Interpretive Summary: Cotton production is severely affected by cotton leaf curl virus disease (CLCuD) in the Indian subcontinent. Local cultivated cotton (Gossypium hirsutum) is either highly susceptible or shows a very low level of tolerance to CLCuD. This study screened exotic germplasm and the accession Mac7 was identified as CLCuD resistant in field trials over four consecutive years from 2013-2016. Illumina sequencing and qPCR results indicated that while begomoviruses and alphasatellites were maintained by Mac7, the pathogenicity determinant betasatellite was absent in this source of resistance against CLCuD. The transcriptome of Mac7 was then sequenced and analyzed. After confirmation for high quality and qPCR validation, RNA-seq data was analyzed for co-expression networks, gene ontology enrichment, pathway analysis and regulation of geminivirus/betasatellite interacting genes. The co-expression network analysis identified nine novel modules and degree distribution revealed 52 hubs with =25 connections within the co-expression network. Gene ontology analysis of these highly connected hubs indicated regulation of pathways involved in response to auxin stimulus and cellular localization. Genes involved in plant defense like heat shock proteins, pathogenesis related PR1, and hypersensitive responsive genes are differentially regulated in Mac7. Begomovirus infection inducing ubiquitin activating enzyme UBC3, transcription factor NAC1, ring finger protein RPK, NSP interacting GTPase NIG and shaggy-related kinase SK are downregulated while begomovirus infection suppressing plant receptor-like kinases (RLKs), ribosomal protein RPL10 and S-adenosyl homocysteine hydrolase SAHH are upregulated. Based on these analyses, we predicted a possible CLCuD resistance mechanism in Mac7. These results have important implications for developing durable resistance against CLCuD.

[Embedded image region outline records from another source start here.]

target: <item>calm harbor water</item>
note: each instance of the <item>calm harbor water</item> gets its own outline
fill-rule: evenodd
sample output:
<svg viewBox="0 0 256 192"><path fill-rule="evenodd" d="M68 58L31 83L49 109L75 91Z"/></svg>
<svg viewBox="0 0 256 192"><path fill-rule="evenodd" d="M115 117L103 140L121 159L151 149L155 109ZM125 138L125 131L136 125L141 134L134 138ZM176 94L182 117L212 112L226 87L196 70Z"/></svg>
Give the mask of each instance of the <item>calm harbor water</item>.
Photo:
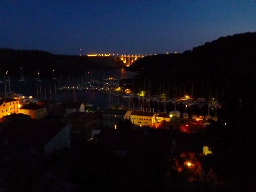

Technical Abstract: Cotton production is severely affected by cotton leaf curl virus disease (CLCuD) in the Indian subcontinent. Local cultivated cotton (Gossypium hirsutum) is either highly susceptible or shows a very low level of tolerance to CLCuD. This study screened exotic germplasm and the accession Mac7 was identified as CLCuD resistant in field trials over four consecutive years from 2013-2016. Illumina sequencing and qPCR results indicated that while begomoviruses and alphasatellites were maintained by Mac7, the pathogenicity determinant betasatellite was absent in this source of resistance against CLCuD. The transcriptome of Mac7 was then sequenced and analyzed. After confirmation for high quality and qPCR validation, RNA-seq data was analyzed for co-expression networks, gene ontology enrichment, pathway analysis and regulation of geminivirus/betasatellite interacting genes. The co-expression network analysis identified nine novel modules and degree distribution revealed 52 hubs with =25 connections within the co-expression network. Gene ontology analysis of these highly connected hubs indicated regulation of pathways involved in response to auxin stimulus and cellular localization. Genes involved in plant defense like heat shock proteins, pathogenesis related PR1, and hypersensitive responsive genes are differentially regulated in Mac7. Begomovirus infection inducing ubiquitin activating enzyme UBC3, transcription factor NAC1, ring finger protein RPK, NSP interacting GTPase NIG and shaggy-related kinase SK are downregulated while begomovirus infection suppressing plant receptor-like kinases (RLKs), ribosomal protein RPL10 and S-adenosyl homocysteine hydrolase SAHH are upregulated. Based on these analyses, we predicted a possible CLCuD resistance mechanism in Mac7. These results have important implications for developing durable resistance against CLCuD.